Grossi believes that what makes the food scene so vibrant is the mix. Referring to himself as "a Melburnian chef with an Italian heritage," he adds, "I don't turn my back on ingredients just because they are not traditional. We don't have to be shackled to old rules. We've got these beautiful ducks livers on the bench today and we're going to sauté them up and do a chestnut flavored pappardelle, which is not strictly Tuscan. People here are brave. You put tripe on the menu, they'll try it and while it may not be as popular as some other dishes, it's a little bit different for your loyal regulars. This restaurant has been here nearly 100 years. With Melbourne people, if you do the right thing, the clientele keeps coming. This isn't a city where the latest kid on the block gets all the attention."

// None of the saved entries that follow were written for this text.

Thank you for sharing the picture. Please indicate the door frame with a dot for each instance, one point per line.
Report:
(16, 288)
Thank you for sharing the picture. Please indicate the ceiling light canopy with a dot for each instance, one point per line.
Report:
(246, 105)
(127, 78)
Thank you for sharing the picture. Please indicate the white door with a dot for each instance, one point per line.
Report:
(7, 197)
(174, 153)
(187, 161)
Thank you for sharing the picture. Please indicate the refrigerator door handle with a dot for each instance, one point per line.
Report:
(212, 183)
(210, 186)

Joseph Licciardi, who was born in Sicily and who runs Kin, muses that Melburnians "treasured the food traditions they arrived with and became adventurous - you had to be, years ago, to come all the way here." His own restaurant, in the Carlton neighborhood, is its own multi-cultural microcosm: his wife, Rosa, who was born in Puglia in the south of Italy, cooks alongside their Australian-born son, Enrico, while their daughter, Agatha, waits tables. "When our kids were growing up here, they would go for yum cha (Chinese dim sum) and try the duck feet," he explains. "And today Rosa cooks unagi eel from Japan, but we offer it in an Italian way." Thus, while a tagliatelle with sweet pumpkin glaze, balanced with aged balsamic vinegar, tastes exactly as it would in Modena, the flavors of the freshest fish, caught nearby, are brought out by serving them raw, in an Asian marinade. "It isn't about "fusion," it's about not limiting yourself to the old ways," says Licciardi.

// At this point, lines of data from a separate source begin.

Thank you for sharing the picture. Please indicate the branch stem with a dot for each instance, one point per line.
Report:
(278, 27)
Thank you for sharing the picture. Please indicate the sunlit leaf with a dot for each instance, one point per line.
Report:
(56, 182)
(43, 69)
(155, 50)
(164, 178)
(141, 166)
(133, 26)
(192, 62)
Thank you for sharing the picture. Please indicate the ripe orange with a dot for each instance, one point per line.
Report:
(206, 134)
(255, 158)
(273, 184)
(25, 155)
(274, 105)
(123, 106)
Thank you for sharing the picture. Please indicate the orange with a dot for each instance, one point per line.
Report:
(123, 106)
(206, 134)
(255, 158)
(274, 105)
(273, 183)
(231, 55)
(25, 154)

Making the traditional fresh again has made a star of George Calombaris, 29, something of an Australian Gordon Ramsay. It has also inspired the Melbourne-born chef of Greek origins to open restaurants in his ancestral homeland, where, he says, "they have been serving fried stuff and dips and cheese to tourists on the islands although that's not what we eat at home." Calombaris helms The Press Club, the Maha Bar and Grill, and Hellenic Republic in Melbourne as well as The Belvedere Club on Mykonos. Describing himself as a pioneer who has "taken a classical training and applied it to Greek food," one of his signature dishes is a delicate char-grilled octopus served with smoked butter kozani saffron makaronada (pasta) and edible amaranth blooms.
Although in Melbourne you might need to hop on a city tram to get to your favorite Chinese or Thai place, undiscovered culinary gems lurk on almost every humble street throughout its sizeable suburban spread. Some might argue that the word-of-mouth on a joint called Cicciolina, in the once-rough St. Kilda beach area, has spread too far, given its No Reservation policy can mean long waits in the bar. The secret? "Me sticking to the stove," laughs head chef and co-owner Virginia Redmond, who has turned down offers to write cookbooks or open a second restaurant because she is content doing this one. Try the lightly battered brains with fried chives and aoli. "This is literally the only place in the world I would eat brains!" says Jacquie Byron, a Melbourne writer who says she has been "well-fed and watered here ever since I was a babe."
Even children are welcome at most Melbourne restaurants. Formal places like the Press Club go to pains to point out that they will create child-sized portions of any dish. One Melbourne mother recalls the time she asked her twins as they were playing in the sandpit if they were making mud pies. "It's stuffed zucchini flowers," they replied. An answer worthy of a city that lives to eat.